Unanimous NLRB: Context Matters – Asking Employee Whether He Saw Union Organizer Not Unlawful Interrogation
How the NLRB treats employer statements made to employees in the context of union organizing or other protected activity has been a frequent topic of discussion. While the actual case law analyzing the coerciveness of an employer statement has not changed, the lawfulness of the statement often depends on the make-up of the Board at the time the case is reviewed. In the last few years, we have seen how the NLRB had a tendency to rigidly treat an employer’s statement as coercive if it was made in the context of organizing. This is true of employer questions to employees that touch on organizing. For example, in recent past the NLRB found an innocuous question to an open union supporter to be unlawful even if though there was no hint of actual coercion.
In Johnston Fire Services, LLC, 367 NLRB No. 49 (January 3, 2019), the employer fired an employee during an active union organizing drive. During the termination discussion, the employer asked whether the employee had seen the union organizer. The Board ruled that this question was not unlawful interrogation given the overall circumstances.

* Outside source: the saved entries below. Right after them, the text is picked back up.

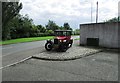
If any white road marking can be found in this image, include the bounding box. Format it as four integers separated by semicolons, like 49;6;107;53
0;56;32;70
2;46;13;50
2;53;13;57
1;52;15;57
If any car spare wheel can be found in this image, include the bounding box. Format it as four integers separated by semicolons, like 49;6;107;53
45;42;53;51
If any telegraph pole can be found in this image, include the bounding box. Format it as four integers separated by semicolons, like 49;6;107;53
96;1;98;23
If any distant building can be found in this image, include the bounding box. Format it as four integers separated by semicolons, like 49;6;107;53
80;22;119;48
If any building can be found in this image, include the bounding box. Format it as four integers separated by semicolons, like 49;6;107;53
80;22;119;48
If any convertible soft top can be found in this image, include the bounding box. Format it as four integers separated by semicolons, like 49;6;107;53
54;30;72;32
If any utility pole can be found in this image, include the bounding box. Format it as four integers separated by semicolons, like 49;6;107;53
96;1;98;23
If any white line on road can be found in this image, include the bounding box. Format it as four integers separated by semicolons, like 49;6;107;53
2;54;10;57
2;46;44;57
0;56;32;70
2;53;14;57
2;46;13;50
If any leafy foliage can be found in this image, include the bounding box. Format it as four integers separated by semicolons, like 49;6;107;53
2;2;74;40
63;23;72;30
10;14;33;39
105;16;120;22
73;29;80;35
46;20;59;31
36;25;46;33
2;2;22;40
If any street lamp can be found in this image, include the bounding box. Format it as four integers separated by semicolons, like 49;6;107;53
96;1;98;23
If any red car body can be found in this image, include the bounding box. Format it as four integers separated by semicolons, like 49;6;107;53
45;30;73;52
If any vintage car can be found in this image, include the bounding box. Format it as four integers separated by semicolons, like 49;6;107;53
45;30;73;52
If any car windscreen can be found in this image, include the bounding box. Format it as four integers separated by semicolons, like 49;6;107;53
55;31;71;36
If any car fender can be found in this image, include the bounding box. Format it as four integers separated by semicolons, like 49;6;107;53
46;39;53;45
70;39;73;44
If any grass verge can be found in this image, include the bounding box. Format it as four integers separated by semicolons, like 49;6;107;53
0;36;54;45
74;38;79;40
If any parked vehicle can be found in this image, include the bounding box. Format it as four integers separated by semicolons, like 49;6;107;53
45;30;73;52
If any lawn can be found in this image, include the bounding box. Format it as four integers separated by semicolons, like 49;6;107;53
0;36;54;45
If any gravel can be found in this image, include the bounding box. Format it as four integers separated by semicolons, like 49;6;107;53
32;40;103;61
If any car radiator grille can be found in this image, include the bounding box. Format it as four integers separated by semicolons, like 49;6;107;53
54;39;58;44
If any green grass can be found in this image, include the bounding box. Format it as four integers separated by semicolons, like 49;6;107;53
74;38;80;40
0;36;54;45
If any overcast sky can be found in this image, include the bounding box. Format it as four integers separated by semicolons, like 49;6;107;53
19;0;119;30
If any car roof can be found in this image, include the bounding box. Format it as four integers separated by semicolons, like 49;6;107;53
54;30;72;32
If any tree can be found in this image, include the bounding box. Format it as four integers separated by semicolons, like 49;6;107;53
17;14;33;38
59;26;64;30
63;23;72;30
105;16;120;22
2;2;22;40
19;14;33;38
9;14;33;38
37;25;46;33
73;29;80;35
46;30;54;36
8;14;21;39
46;20;59;31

Background – Small Voting Unit – Hotly Contested Organizing
The employer, an installer of sprinkler systems, had six employees performing this work. The union sought to represent the six employees and filed a petition for a vote. During the election campaign, the employer terminated two employees. Although the union filed unfair labor practice charges over the terminations, and despite the fact 33 percent of the voting unit had been discharged, the union went ahead with the election. The resulting tally of ballots was 2 votes for the union, 2 votes for the employer and 2 challenged ballots (the two discharged employees).
The General Counsel issued a complaint over the discharges and a variety of alleged 8(a)(1) statements, including the employer’s “interrogation.”

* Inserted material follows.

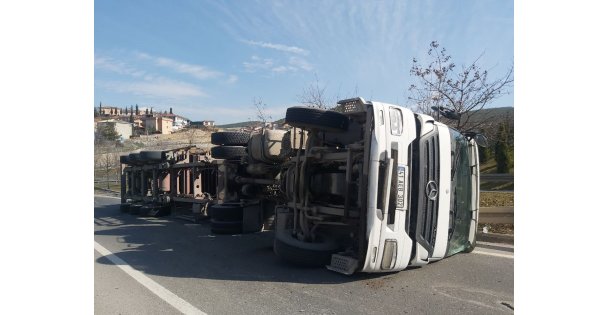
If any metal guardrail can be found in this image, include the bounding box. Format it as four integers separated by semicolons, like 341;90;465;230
94;187;120;194
479;207;513;224
480;190;513;193
94;179;120;183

Alleged Interrogation Occurred During Termination Meeting
One of the employees in the voting unit had been previously counseled for tardiness. During the campaign, the employee showed up late to work and encountered the owner of the employer in the parking lot of a job site. The owner immediately terminated the employee. The discussion between the owner and the employee was the subject of the unfair labor practice allegation for interrogation. During the discussion, the employee asked if he was being fired for speaking with the union organizer. The employer insisted the employee was being fired for his attendance but in the course of the conversation asked the employee if he had seen the organizer.

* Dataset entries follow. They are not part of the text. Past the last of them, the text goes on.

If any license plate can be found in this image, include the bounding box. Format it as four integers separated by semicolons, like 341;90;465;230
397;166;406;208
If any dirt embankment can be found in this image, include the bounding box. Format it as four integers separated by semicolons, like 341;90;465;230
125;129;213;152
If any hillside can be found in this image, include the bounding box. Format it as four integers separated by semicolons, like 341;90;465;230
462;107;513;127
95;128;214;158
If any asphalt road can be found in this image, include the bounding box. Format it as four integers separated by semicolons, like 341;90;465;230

The General Counsel issued a complaint alleging this question amounted to unlawful interrogation.
The ALJ ultimately dismissed all allegations in the complaint, primarily because the testimony just did not support unlawful discharges.
As to the interrogation, the ALJ conducted a very thorough analysis of the question using the factors set forth in Rossmore House, 269 NLRB 1176, 1178 (1984), where the Board held that the coerciveness of an alleged statement or question must be evaluated under the totality of circumstances. Specifically, the Board applies five factors:
- The background, i.e., is there a history of employer hostility and discrimination?
- The nature of the information sought, e.g., did the interrogator appear to be seeking information on which to base taking action against the individual employees?
- The identity of the questioner. i.e. how high was he in the Company hierarchy?
- Place and method of interrogation, e.g. was employee called from work to the boss’s office? was there an atmosphere of “unnatural formality”?
- Truthfulness of the reply.
Applying these factors, the ALJ found that there was no history of hostility against unions. The nature of the information sought was not something to be used to take action against the employee because the decision to terminate already had been made and communicated. While the employer, as the “owner,” was the highest ranking official, the ALJ found this factor did not support a violation because the owner often performed work alongside the employees, and the employer was very small. The fact the question was asked in the parking lot of a worksite, as opposed to a manager’s office, did not lend itself to being too formal. The ALJ found the employee answered truthfully, which meant he felt he had nothing to hide.
The NLRB affirmed the dismissal of the interrogation allegation noting that the employer “had already made the decision to terminate both employees for attendance issues before learning that they had engaged in protected activity.”
An employer’s actions in terminating a substantial percentage of a voting unit during an organizing election campaign are going to be scrutinized very carefully by the NLRB. In this case, the terminations were deemed to be lawful and so the employer’s question was probably easier to dismiss.
Still, the same analysis should be applied by the Board no matter the circumstances. The law concerning evaluation of an alleged interrogation is over thirty years old. The factors set forth in Rossmore House are subject to interpretation, of course, but it is nice to see a thorough analysis of how each factor was applied by the ALJ. This can give some guidance as to how future such allegations should be analyzed. Of course, as noted, the make-up of the Board matters. This is one of those cases where the outcome might have been different if it had reached the Board a couple of years ago.